I’ll grant the possibility that Sullivan’s psycho-analysis might be true. But don’t see why it’s any more true than any number of other interpretations, predictions or equally ill-supported pontifications.
And then Sullivan admits another expert opinion into the equation, noting as a result with new found caution “[T]here does seem a danger, especially in Yemen, that drones may be focusing the Islamists’ attention away from their own government and onto ours.”
So “yes”, he says, “I’m with Conor on the need for more accountability and transparency on this.”
But how much more accountability, and how much more transparency? If Sullivan is really troubled by the developments on the drone front, why does he spend so much more time talking about torture, and celebrating the President for putting an “end” to it (read: outsourcing it)?
And then back to making nonsensical comparisons to land occupations,
“And remember the scale of civilian casualties caused by the Iraq war and catastrophic occupation: tens of thousands of innocents killed under American responsibility for security. The awful truth of war is that innocents will die. Our goal must be to minimize that. Compared with the alternatives, drones kill fewer innocents.”

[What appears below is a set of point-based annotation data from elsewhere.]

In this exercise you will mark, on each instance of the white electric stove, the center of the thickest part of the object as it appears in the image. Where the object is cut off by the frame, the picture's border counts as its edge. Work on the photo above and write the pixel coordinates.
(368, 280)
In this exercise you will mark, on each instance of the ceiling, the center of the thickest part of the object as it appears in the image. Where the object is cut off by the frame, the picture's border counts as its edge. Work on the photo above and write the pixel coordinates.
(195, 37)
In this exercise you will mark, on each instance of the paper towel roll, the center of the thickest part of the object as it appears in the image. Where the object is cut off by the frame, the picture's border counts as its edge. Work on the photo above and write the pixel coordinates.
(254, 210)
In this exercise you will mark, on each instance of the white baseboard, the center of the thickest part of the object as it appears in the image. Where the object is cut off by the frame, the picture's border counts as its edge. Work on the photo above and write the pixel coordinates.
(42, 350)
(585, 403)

Except that the only alternative listed is a land invasion. What are the other alternatives? Surely some of them include something other than invading Pakistan, Yemen, or Somalia? And here Sullivan lets loose a most repulsive platitude: people die in war. Once again, he sidesteps any real debate and simply reasserts his position. We’re at war (with who, according to what criteria?) and innocents will die (but why, and how many?) and drones are the only/best way to minimize the number that do (oh, so that’s why, wait, what?)
Sullivan calls the Administration’s method for counting civilian casualties a cop-out, but it’s representative of the same phenomenon that underlies Sullivan’s specious discussion of the drone program. No one wants to actually get down in the dirt and deal with trying to answer the more complex issues: how many civilians is it alright to kill, how certain do we need to be before launching the missiles, how certain do we need to be that drones are the only/best way to make our nation more secure before we our justified in using them?
At the end of the day, anyone who wants to advocate drones, and maintain any kind of moral defense for doing so, needs to start counting bodies. But so far none of the advocates seem to be up to the task. Instead, like Sullivan, they’d rather chalk it off to “in war people die” and accuse people who ask the hard questions of naively “pretending.”